Die Hyperkonformität des Sportlers entsteht aber auch zum großen Teil aus der Eigenweltlichkeit des Sports, d.h. aus der inneren Abgeschlossenheit der Sportwelt, die den Sportler von früh an von der Außenwelt abschneidet (Mignon, 2002, S. 33). Wie diese Inklusion zustande kommt, erklärt die Studie von Sebastian Braun (1999) über die Entstehung von Sporteliten in Frankreich. Braun zeigt, wie junge Sportler in Frankreich während ihrer Ausbildung in die staatliche Obhut genommen wer­den (Braun, 1999, S. 194ff.). Die Angebote zur Weiterbildung, die dafür sorgen sollen, dass die Sportler nicht zu sehr vom sportlichen Erfolg abhängig werden und nach ihrer Karriere einen sanf­ten Übergang ins »normale« Leben finden, können aus zeitlichen Gründen kaum wahrgenommen werden. Diese »Rundumbetreuung« der Athleten sorgt zudem dafür, dass ein Großteil der Sportler in Frankreich aus den unteren Gesellschaftsschichten stammt. Sie sehen im Sport den (einzigen) Ausweg aus der finanziellen Not – hier ließe sich ein Vergleich mit der Berufsarmee ziehen (ebd. S. 255).

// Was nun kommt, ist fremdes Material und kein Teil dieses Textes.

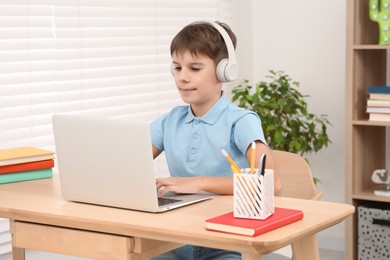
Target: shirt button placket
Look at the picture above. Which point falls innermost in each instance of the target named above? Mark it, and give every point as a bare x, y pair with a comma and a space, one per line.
194, 145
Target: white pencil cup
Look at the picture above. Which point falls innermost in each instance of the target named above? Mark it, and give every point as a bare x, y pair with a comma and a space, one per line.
254, 194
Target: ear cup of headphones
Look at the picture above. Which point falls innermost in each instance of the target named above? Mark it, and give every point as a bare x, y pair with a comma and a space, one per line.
172, 69
227, 72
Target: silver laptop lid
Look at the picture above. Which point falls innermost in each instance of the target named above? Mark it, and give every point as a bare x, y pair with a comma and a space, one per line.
105, 161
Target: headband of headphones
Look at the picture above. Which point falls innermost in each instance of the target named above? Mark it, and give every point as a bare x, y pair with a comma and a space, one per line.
227, 69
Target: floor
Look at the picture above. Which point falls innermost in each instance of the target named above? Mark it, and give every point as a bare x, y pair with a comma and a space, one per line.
325, 254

Die ganze Ausbildung zielt darauf ab, dass der Sportler von Beginn seiner Karriere in eine Eigen­welt inkludiert wird, aus welcher er nur unter Verlust der sozialen Anerkennung und des finanziel­len Wohlstands austreten wird. Diese Situation verschärft sich, wenn man bedenkt, wie viele alltäg­liche Tätigkeiten dem Sportler während seiner Karriere von staatlicher Seite abgenommen werden, die normalerweise die Sozialisierung befördern (wie z.B. Wohnungssuche, sich um einen Ausbil­dungsplatz kümmern). Der Sportler in Frankreich wird systematisch von der Außenwelt abgeschnit­ten, mehr noch als in Deutschland ist die Ausbildung Internaten anvertraut und findet eben nicht in Vereinen statt, die zusätzlich zur Schule besucht werden. Dies führt zu einer Inklusion in die Eigen­welt des Sports, der Sportler kann seine eigene Identität nicht aus einem plural verfassten kulturel­len Angebot konstituieren, sondern bezieht sie nahezu ausschließlich aus dem Sport. Mit diesen Re­sultaten der Studie von Braun lässt sich leicht einsehen, warum die Sportler um jeden Preis die Ga­rantie zum Verbleib in ihrer Welt erbringen wollen und müssen: Die Garantie ist aber Leistung, ein Preis ist Doping. Neben dem Verlust von sozialer Anerkennung und finanziellem Auskommen droht den Sportlern, die zumindest in Frankreich auf Grund ihrer Herkunft aus den unteren Schichten nur ein geringes Potential zur eignen Identitätsbildung mitgebracht haben, der Verlust ihres Selbstver­ständnisses. Patrick Mignon spricht gar von einer Infantilisierung des Sportlers durch die staatliche Bevormundung (Mignon, 2002, S. 33).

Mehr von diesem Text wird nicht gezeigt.